Assignment
Preparation
All assignments must be prepared in R Markdown. The dataset used for
your project must be read directly from a URL in RMarkdown so that I can
run your source file on my machine without making any modifications. If
your dataset is not available on a website, you may upload the file to
your GitHub repository and read it directly from there. We will outline
the steps to configure your GitHub repository and locate the correct URL
for your dataset in a subsequent section.
A well-structured statistical or data science report ensures clarity,
reproducibility, and actionable insights. Below is a standard structure,
adaptable based on the audience (technical vs. non-technical) and
project scope
- Introduction
- Problem statement: What question(s) are you
addressing?
- Objectives: Goals of the analysis (e.g.,
prediction, inference, exploration).
- Background: Context (industry, prior work, why the
problem matters).
- Data source(s): How/where was data collected?
- Data Description
- Dataset overview: Size (rows, columns), variables,
time range.
- Variables: List with descriptions (include units,
measurement scales).
- Data collection methods: Sampling, biases,
limitations.
- Ethical considerations: Privacy, anonymization,
biases.
- Data Processing
- Handling missing values, outliers, and duplicates.

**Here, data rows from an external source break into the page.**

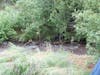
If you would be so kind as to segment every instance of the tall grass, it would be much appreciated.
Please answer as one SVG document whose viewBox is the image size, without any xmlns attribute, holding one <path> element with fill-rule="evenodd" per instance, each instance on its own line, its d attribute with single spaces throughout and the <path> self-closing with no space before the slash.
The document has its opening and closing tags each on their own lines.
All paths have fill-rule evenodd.
<svg viewBox="0 0 100 75">
<path fill-rule="evenodd" d="M 86 75 L 71 63 L 68 54 L 65 51 L 29 53 L 13 46 L 0 53 L 0 75 Z"/>
</svg>

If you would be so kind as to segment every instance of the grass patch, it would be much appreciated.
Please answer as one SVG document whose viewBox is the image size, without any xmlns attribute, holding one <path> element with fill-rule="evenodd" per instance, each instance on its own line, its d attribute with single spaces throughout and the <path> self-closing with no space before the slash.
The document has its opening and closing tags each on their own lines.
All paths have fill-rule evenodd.
<svg viewBox="0 0 100 75">
<path fill-rule="evenodd" d="M 67 51 L 27 53 L 12 47 L 0 54 L 0 75 L 89 75 L 72 57 Z"/>
</svg>

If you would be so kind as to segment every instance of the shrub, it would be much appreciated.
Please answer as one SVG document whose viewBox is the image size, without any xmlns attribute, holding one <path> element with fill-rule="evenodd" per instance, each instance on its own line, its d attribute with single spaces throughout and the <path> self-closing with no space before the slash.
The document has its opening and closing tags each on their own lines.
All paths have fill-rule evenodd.
<svg viewBox="0 0 100 75">
<path fill-rule="evenodd" d="M 0 42 L 13 38 L 16 31 L 13 29 L 13 25 L 16 21 L 17 12 L 12 10 L 11 7 L 5 8 L 0 12 Z"/>
</svg>

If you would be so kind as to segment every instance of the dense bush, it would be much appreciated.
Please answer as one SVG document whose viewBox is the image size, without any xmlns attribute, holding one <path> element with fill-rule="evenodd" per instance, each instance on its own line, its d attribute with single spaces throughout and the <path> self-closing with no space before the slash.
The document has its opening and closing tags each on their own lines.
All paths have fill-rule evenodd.
<svg viewBox="0 0 100 75">
<path fill-rule="evenodd" d="M 84 4 L 85 3 L 85 4 Z M 76 12 L 76 32 L 87 40 L 90 53 L 100 51 L 100 3 L 99 0 L 85 0 L 84 10 Z"/>
<path fill-rule="evenodd" d="M 0 12 L 0 42 L 13 39 L 16 35 L 13 25 L 16 22 L 17 14 L 17 11 L 11 9 L 11 7 Z"/>
</svg>

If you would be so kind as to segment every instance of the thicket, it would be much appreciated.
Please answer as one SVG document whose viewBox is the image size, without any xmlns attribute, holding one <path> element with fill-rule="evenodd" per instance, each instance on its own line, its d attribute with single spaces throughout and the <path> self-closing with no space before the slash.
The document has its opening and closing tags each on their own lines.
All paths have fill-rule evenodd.
<svg viewBox="0 0 100 75">
<path fill-rule="evenodd" d="M 100 53 L 100 0 L 84 0 L 84 9 L 76 12 L 76 32 L 87 41 L 89 53 Z M 91 51 L 92 50 L 92 51 Z"/>
<path fill-rule="evenodd" d="M 2 0 L 3 1 L 3 0 Z M 0 42 L 80 40 L 99 51 L 99 0 L 8 0 L 0 10 Z M 1 2 L 2 3 L 2 2 Z M 70 26 L 75 27 L 70 30 Z"/>
<path fill-rule="evenodd" d="M 68 40 L 71 39 L 72 36 L 67 28 L 70 21 L 74 19 L 72 13 L 75 9 L 81 10 L 82 7 L 81 1 L 79 1 L 80 0 L 13 0 L 15 4 L 9 4 L 9 11 L 13 9 L 14 12 L 8 12 L 8 10 L 4 9 L 3 11 L 9 14 L 7 18 L 1 11 L 2 16 L 6 17 L 2 19 L 1 22 L 4 20 L 5 22 L 9 21 L 12 23 L 9 24 L 9 26 L 16 35 L 12 35 L 12 33 L 10 35 L 14 36 L 12 39 L 15 40 L 27 41 L 33 39 L 50 41 L 55 37 L 59 40 Z M 2 16 L 0 18 L 2 18 Z M 8 21 L 6 21 L 6 19 Z M 5 23 L 3 24 L 8 26 Z M 4 26 L 3 24 L 1 24 L 1 26 Z M 8 31 L 10 30 L 9 26 Z M 2 36 L 2 41 L 10 38 L 5 33 L 3 35 L 5 35 L 6 38 Z"/>
</svg>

- Transformations, scaling, etc.
- Exploratory Data Analysis (EDA)
- Visualizations (distributions, correlations, trends).
- Summary statistics.
- Modeling approach
- Algorithms chosen (e.g., linear regression, random forest) and
why.
- Validation strategy (train-test split, cross-validation).

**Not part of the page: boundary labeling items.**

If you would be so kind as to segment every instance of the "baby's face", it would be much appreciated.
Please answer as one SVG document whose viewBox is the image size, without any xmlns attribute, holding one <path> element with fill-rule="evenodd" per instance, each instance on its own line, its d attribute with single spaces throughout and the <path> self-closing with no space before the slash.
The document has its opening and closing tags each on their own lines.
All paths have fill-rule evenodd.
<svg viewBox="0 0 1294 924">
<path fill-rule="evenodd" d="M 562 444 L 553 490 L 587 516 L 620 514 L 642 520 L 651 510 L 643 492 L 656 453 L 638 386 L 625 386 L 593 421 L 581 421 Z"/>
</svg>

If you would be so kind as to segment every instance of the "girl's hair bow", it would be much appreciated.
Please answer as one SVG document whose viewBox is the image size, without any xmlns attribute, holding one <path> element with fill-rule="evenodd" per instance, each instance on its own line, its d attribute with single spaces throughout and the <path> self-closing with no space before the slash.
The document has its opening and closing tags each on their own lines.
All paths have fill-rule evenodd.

- Performance metrics (e.g., RMSE, accuracy, AUC-ROC).
- Results
- Key findings: Supported by visuals (tables, graphs).
- Model performance: Metrics compared to benchmarks/baselines.
- Statistical significance: p-values, confidence intervals (if
applicable).
- Limitations: Assumptions, caveats, or unexpected results.
- Discussion
- Interpretation: What do the results mean in context?
- Comparison to expectations: Hypotheses confirmed/rejected?
- Broader implications: Business, scientific, or policy
recommendations.
- Failures/unanswered questions: What didn’t work? Why?
- Conclusion & Recommendations
- Summary: Reiterate key takeaways.
- References
- Citations for papers (if any).
Assignment
Submission
First of all, all assignments must be submitted to the D2L dropbox.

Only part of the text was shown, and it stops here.